Was machen die Physiker? Tun so, als seinen beide Tatsachen nicht vorhanden und schimpfen auf ihre Kritiker, fuchteln auch ein wenig mit Formeln: es werde ja keine Information mit Überlichtgeschwindigkeit übertragen, als wäre Quantenteleportation keine Information, als wäre die Nachricht vom „Rand“ des Universums ebenfalls keine. Man behilft sich andererseits mit gespiegelten Messungen von „c“, die entweder sehr unsicher, oder durchaus anders interpretierbar sind und überhaupt nicht zwangsläufig ein fixes und konstantes „c“ ergeben.

„Raum“ ist heute bloß ein von der „Zeit“ abgeleiteter Begriff, und „Zeit“ selbst könnte mit Recht höchstens jene phanatsievolle Verzerrung der Raumzeitstruktur genannt werden, welche sich imaginär bildet, wenn „Zeit“ mit „Zeit“ definiert wird (denn nichts anderes ist eine Geschwindigkeit).

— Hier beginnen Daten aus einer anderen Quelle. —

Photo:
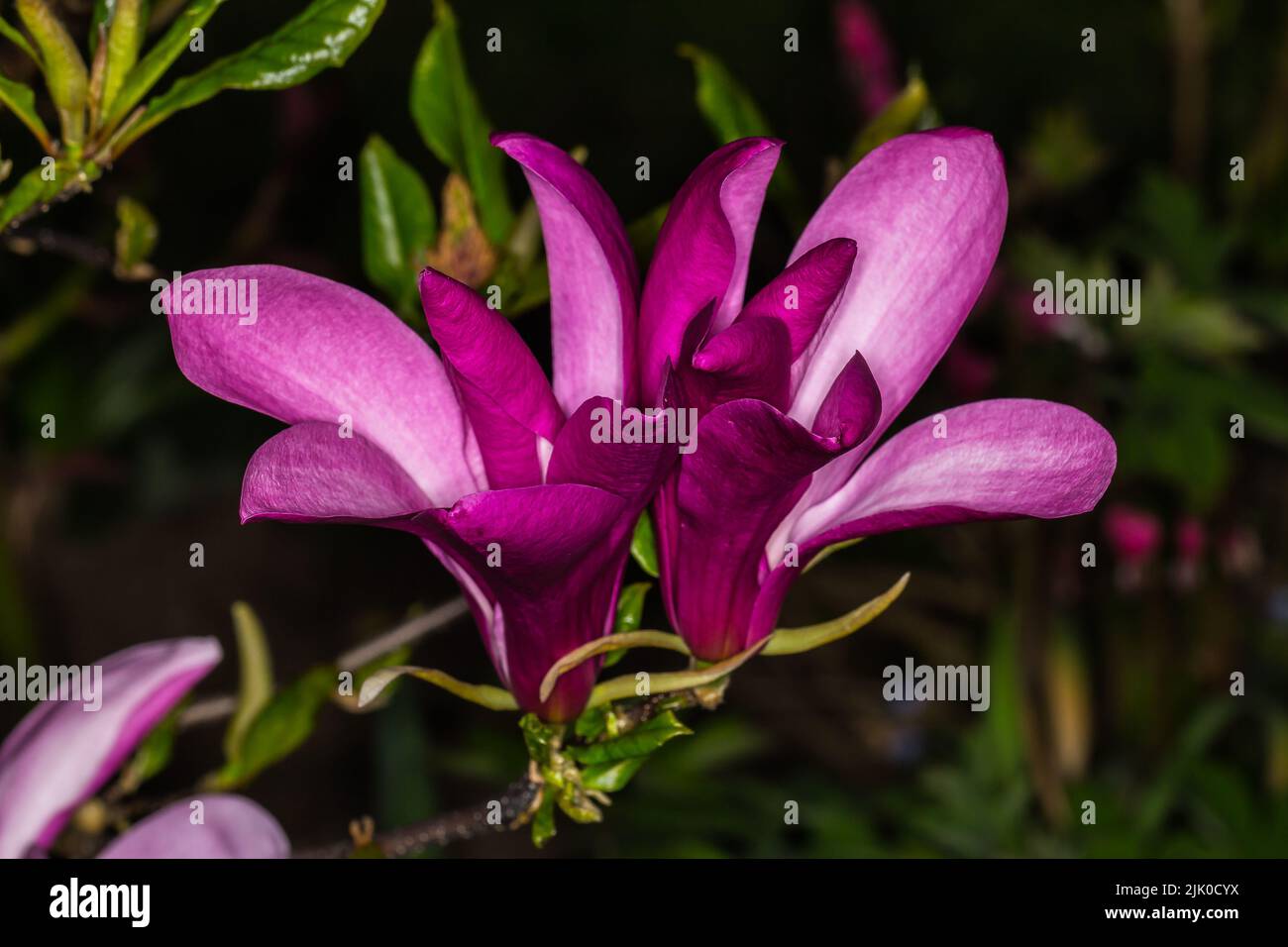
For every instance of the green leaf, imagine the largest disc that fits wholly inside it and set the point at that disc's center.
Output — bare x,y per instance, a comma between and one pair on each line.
322,37
279,728
256,669
900,116
636,742
451,120
732,114
161,56
398,222
483,694
153,755
644,545
610,777
22,102
630,607
794,641
136,239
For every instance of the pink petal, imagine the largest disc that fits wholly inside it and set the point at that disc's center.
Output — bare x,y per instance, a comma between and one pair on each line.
316,351
309,474
593,279
230,827
997,460
60,753
702,252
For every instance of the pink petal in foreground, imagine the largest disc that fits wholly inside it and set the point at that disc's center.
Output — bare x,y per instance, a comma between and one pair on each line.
593,282
987,460
230,827
702,253
501,386
60,754
316,351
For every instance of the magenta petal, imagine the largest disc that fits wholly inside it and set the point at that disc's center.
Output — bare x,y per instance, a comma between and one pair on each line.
702,252
60,753
317,351
631,471
751,359
925,249
309,474
593,281
501,386
562,549
996,460
230,827
803,294
715,514
851,407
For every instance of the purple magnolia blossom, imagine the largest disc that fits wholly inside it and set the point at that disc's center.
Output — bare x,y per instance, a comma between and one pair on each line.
797,385
59,755
477,454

Nun versucht man – und da hat @naonna eine gute Beobachtungsgabe – mit aller Gewalt systemimmanent die Wahrheit zu kaschieren – womit sie – armer Tölpel von Student, der hier reingeschneit kam – die nächste vollends verwirrte Generation heranziehen. All das erinnert doch sehr an die Scholastik des Mittelalters.

Insofern stimme ich dem Dr. Weihnachtswebbären in der Tat zu, daß die Werte der Aufklärung die allerwichtigsten sind: aber sie müssen heute bedauerlicherweise in Biologie und Physik gegen die Naturwissenschaft verteidigt werden.

@ Bullet: „Nicht jede Ortsveränderung ist eine Bewegung.“ – mal ganz abgesehen davon, daß der „Ort“ ja nach gängiger (und von mir für falsch gehaltener) Theorie durch die Bewegung erst konstituiert wird, zeigen ihre argumentativen Bemühungen recht eindringlich, was ich oben darlege. Sie schränken auf „kontinuierliche Bewegung“ ein und führen eine sprunghafte, also spukhafte Bewegung zum Beweis an, die Sie beobachtet haben wollen: aber genau das ist ja Thema. Um von hier nach dort zu kommen wäre eine Strecke zu bewaltigen oder der „Raum“ quasi „unphysisch“ zu überwinden. Eben genau das, was die Quantenteleportation zeigt.

@MartinB: Ihren Unmut könnte ich wohl nachvollziehen, soweit sich das auf beleidigende Sprache o.ä bezöge … daß Sie hier aber fachlich einer Diskussion aus dem Weg gehen, nicht. Man kann nun einmal nicht physikalisch über Physik oder biologisch über Biologie sprechen, es bedarf der Philosophie. Sich dann aber zu wundern, wenn Sie extrem kontroverse Standpunkte provozieren, daß es aus dem Wald zurückschallt?! Nein: so einfach verziehen wir uns nicht, wir waren geladen. Dann greifen Sie eben zu den Ihnen sicherlich zur Verfügung stehenden Mitteln, wenn es beliebt. In meinem Blog kann ich vor allem die gewohnheitsmäßig ausfallend werdenden Naturwissenschaftler nicht gebrauchen. Ansonsten können wir dort gerne weiter diskutieren, aber jeder, der sich im Ton vergreift, fliegt raus.